Mêmes tensions au lycée Simone de Beauvoir à Garges les Gonesse (95). Après avoir été entendus par l’autorité de tutelle, enseignants et élèves ont repris ce lundi le chemin des classes. Mais menacent de reprendre le blocus sans “actions concrètes” de l’administration.
Dans leur collimateur, notamment : “des violences verbales”, une attitude et des propos déplacés et humiliants de la part de la proviseure du lycée. Pour cette enseignante qui souhaite rester anonyme, les relations avec elle seraient “épuisantes, compliquées, faites d’injonctions sans cesse contradictoires”, et fragiliseraient psychologiquement certains de ses collègues.
Un climat dégradé entre adultes
Vouloir la tête du chef d’établissement est-il de plus en plus fréquent ? Ceux visés n’ont pas souhaité répondre à nos questions, évoquant leur devoir de réserve. Mais une récente étude sur le climat scolaire, menée par l’Autonome de solidarité laïque vient apporter des éléments de réponse pour le moins surprenants. Car si le climat s’est dégradé ces dernières années, l’origine n’est pas à chercher du côté de la relation avec les élèves mais entre les adultes.

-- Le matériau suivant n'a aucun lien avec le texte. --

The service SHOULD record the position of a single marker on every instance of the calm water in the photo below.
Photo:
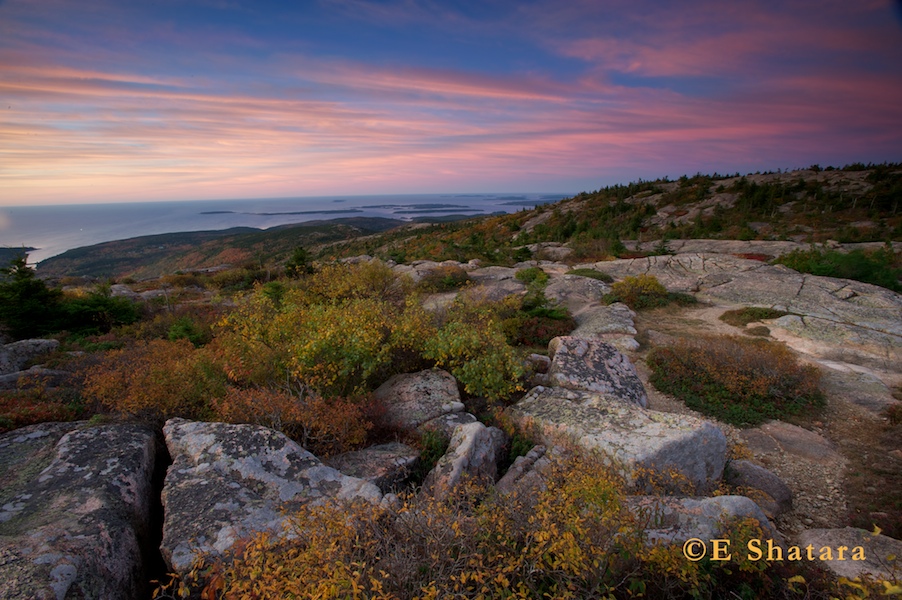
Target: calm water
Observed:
(55, 229)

Dans cette enquête, les chercheurs Éric Debarbieux et Benjamin Moignard pointent "un véritable effondrement de la qualité des relations entre adultes", qui expliquerait le mal-être des enseignants. 8 851 personnels de l’Education nationale ont été interrogés, et leurs réponses ont été comparées avec une autre étude, la première du genre, menée il y a dix ans. Le constat est sans appel : entre les enseignants et leur direction, le malaise est grandissant.
Près de la moitié des personnes interrogées (48 %) perçoit une mauvaise qualité de la relation enseignants-direction, c’est 14% de plus qu’en 2013. 38,1 % déclarent ne pas se sentir "respectés" par leur direction, contre 23,5% il y a dix ans. Sans surprise, ce malaise est également perçu par les chefs d’établissement. Ils sont 30 %, contre 6 % en 2013, à "ressentir de l’appréhension avant de prendre leur service" ; 28 % d’entre eux, contre 5 % en 2013, ont une relation dégradée avec la vie scolaire. Nous avons soumis ces données à un chef d’établissement.

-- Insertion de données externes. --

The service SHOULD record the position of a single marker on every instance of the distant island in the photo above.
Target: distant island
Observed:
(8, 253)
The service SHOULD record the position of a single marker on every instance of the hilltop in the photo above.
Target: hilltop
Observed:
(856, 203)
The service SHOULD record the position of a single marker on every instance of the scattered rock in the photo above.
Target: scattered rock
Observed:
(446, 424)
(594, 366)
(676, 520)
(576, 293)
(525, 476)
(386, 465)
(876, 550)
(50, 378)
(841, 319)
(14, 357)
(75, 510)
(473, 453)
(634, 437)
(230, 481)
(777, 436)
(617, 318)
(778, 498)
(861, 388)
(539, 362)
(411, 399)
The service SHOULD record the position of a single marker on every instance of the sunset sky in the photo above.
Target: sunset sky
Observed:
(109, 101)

Le chef d'établissement, un fusible ?
Bruno Bobkiewick est proviseur dans un établissement du Val-de-Marne et membre du syndicat des proviseurs, le SNPDEN-UNSA. Il reconnaît que les cinq dernières années ont fragilisé les chefs d’établissements. “La crise sanitaire et le rythme des réformes très soutenu nous a plus exposés. Les chefs d’établissements représentent l’Etat et cela a contribué à dégrader les rapports humains.” Mais pour lui, les méthodes de management n’ont pas évolué : “On n’a pas eu de nouvelles consignes de management des équipes. On pilote les établissements comme on les pilotait avant.” Seulement voilà : dans certains établissements, demander la tête du chef d’établissement serait selon lui devenu un sport national. “Il existe des établissements bien identifiés avec des professeurs d’une hostilité générale à l’encontre de l’institution et dans lesquels le principal devient un fusible”, explique-t-il. Avant d’ajouter “Des maladresses de la part de chefs d’établissement peuvent évidemment arriver... Mais il faut distinguer ce qui relève de la maladresse de l’incompétence professionnelle et ce n’est certainement pas la salle des profs qui doit trancher mais l’institution.”

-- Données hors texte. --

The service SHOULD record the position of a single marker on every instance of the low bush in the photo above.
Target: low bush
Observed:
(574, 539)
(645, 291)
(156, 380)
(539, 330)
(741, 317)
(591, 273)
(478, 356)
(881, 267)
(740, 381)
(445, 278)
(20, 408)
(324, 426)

Alors, cas isolés ou tendance de fond ? Les auteurs de l’enquête sur le climat scolaire lancent le signal d’alarme. "Venant d’un corps professionnel qui fait de la loyauté à l’égard de l’institution une valeur cardinale de son éthique professionnelle, le degré d’insatisfaction mesuré dans les directions doit sans doute alerter fortement les pouvoirs publics sur la nature et l’ampleur de la défiance des acteurs de première ligne", préviennent-t-ils.